Vodennikov graduated from Moscow State Pedagogical Institute, philology department and for four years worked as a school teacher. He writes essays and columns for several Russian magazines and hosts two radio shows dedicated to poetry: "Free Entry" on Radio Kultura and "Poetic Minimum" on Radio Rossii.

==Books==
- Burr (Репейник / Repeynik) — М.: Елена Пахомова; АРГО-РИСК, 1996.
- Holiday: Book of verses (Holiday: Книга стихов / Holiday: Kniga stikhov) — СПб.: ИНА-Пресс, 1999.

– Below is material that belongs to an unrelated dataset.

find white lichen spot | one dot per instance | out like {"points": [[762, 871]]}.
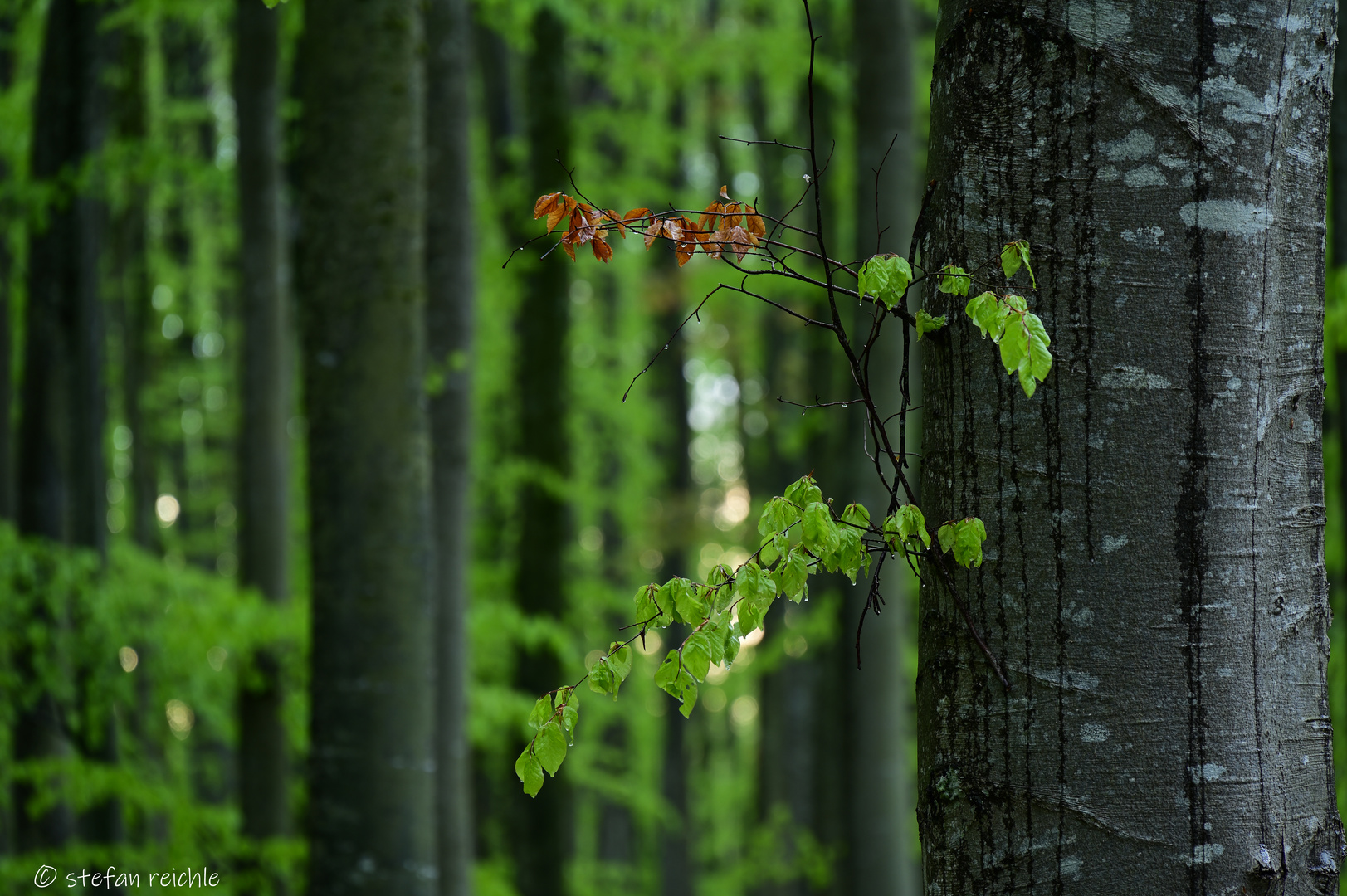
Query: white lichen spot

- How should one live in order to be loved (Как надо жить — чтоб быть любимым / Kak nado zhit' - chtob byt' lyubimym) — М.: ОГИ, 2001.
- And men can imitate orgasm as well - (Мужчины тоже могут имитировать оргазм / Muzhciny tozhe mogut imitirovat' orgasm) — М.: ОГИ, 2002.
- A tasty meal for apathetic cats - (Вкусный обед для равнодушных кошек / Vkusnyi obed dlya ravnodushnykh koshek) — М.: ОГИ, 2005.
- Rough Copy (Черновик / Tchernovik) - СПб.: "Пушкинский фонд", 2006.
- Hello, I've come to bid you farewell - (Здравствуйте, я пришёл с вами попрощаться / Zdravstvyite, ya prishel s vami poproschatsya) - an autobiographical novel. - М.: LIVEBOOK, 2007.